Tuesday, April 27, 2010

Hommage to Balzac

Balzac is among the best loved and apparently most prolific French writers; some 95 works (novels, essays, and stories) make up his Comédie Humaine with a cast of thousands who have a habit of popping up in one work as a minor character while receiving a more full-fledged treatment in another. I did my duty by reading Le Père Goriot (admittedly in English rather than French) and after that I'd pretty much had my fill.

But you don't have to be a fan of his work to be intrigued by the story of how the city of Paris chose to pay hommage to him. Despite his literary success, Balzac was chronically in debt and died in 1850 at just 51 years old.

Forty years after his death, a literary society commissioned Auguste Rodin to create a sculpture of Balzac. Rodin did innumerable studies, finally producing after 8 years, the statue that now stands today on Boulevard Raspail near its intersection with Boulevard Montparnasse. It created a scandal (which you can read more about in a 1998 piece in the New York Times) because it depicted Balzac in his dressing gown, corpulent and undignified. The scandal was such that it was not placed publicly until 1939. (Another copy can be found in the gardens of the Musee Rodin.) The literary society found another sculptor to do its bidding and the resulting work was erected on avenue Friedland, just opposite the tiny rue Balzac, in 1902.

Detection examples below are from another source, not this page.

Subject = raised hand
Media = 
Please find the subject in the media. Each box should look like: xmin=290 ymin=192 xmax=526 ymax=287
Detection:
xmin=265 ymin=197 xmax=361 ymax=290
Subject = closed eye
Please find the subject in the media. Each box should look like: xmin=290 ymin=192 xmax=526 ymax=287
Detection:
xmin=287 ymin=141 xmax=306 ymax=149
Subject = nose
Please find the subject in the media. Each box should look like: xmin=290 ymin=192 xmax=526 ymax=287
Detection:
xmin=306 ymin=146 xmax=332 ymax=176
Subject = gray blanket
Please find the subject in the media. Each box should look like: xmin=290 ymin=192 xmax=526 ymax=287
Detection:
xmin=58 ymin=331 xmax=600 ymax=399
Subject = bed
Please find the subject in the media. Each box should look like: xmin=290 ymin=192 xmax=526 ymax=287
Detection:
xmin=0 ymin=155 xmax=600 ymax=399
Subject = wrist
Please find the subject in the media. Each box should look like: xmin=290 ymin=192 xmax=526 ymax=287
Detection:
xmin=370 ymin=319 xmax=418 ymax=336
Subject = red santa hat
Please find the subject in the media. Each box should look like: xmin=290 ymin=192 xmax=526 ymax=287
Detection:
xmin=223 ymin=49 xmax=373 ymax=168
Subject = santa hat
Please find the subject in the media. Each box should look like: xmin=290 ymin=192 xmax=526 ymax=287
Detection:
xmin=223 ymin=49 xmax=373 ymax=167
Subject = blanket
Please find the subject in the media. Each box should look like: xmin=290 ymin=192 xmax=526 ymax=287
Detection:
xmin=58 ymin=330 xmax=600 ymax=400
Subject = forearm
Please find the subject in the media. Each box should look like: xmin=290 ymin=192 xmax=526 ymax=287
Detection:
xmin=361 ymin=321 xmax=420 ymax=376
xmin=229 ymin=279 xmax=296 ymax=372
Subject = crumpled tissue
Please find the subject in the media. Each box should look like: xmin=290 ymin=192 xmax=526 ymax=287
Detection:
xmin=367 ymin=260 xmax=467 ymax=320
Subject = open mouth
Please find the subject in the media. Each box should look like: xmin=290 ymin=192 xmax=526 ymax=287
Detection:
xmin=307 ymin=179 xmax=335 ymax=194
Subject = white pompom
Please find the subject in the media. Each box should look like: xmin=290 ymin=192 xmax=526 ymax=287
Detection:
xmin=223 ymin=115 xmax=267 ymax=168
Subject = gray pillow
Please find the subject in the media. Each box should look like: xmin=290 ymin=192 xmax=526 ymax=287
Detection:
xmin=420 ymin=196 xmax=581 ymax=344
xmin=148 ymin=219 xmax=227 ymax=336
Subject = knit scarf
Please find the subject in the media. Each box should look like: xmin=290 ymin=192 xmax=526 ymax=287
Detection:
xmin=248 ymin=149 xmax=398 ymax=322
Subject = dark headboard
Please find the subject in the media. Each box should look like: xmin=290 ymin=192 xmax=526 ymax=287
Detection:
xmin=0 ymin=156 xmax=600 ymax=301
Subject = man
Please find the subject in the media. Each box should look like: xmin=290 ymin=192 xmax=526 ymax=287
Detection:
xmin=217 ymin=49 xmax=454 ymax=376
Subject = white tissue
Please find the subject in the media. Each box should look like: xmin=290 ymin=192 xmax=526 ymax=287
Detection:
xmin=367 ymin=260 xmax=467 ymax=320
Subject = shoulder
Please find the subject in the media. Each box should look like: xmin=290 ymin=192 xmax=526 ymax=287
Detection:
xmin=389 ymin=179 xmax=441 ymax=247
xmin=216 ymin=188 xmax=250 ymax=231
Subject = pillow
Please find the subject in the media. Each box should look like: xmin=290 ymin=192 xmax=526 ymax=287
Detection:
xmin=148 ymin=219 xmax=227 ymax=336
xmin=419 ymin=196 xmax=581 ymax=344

Of course, time has a way of blurring the edges of controversy. So which one do you prefer?

Rodin's interpretation?



Or the more traditional approach?

2 comments:

debbie in toronto said...

we stayed just around the corner from the first statue...

Starman said...

I like both. Rodin's sculpture doesn't look like it's in a dressing gown, it looks more like a cloak one would wear to gout into the cold. Of course, it created a controversy, it's in Paris.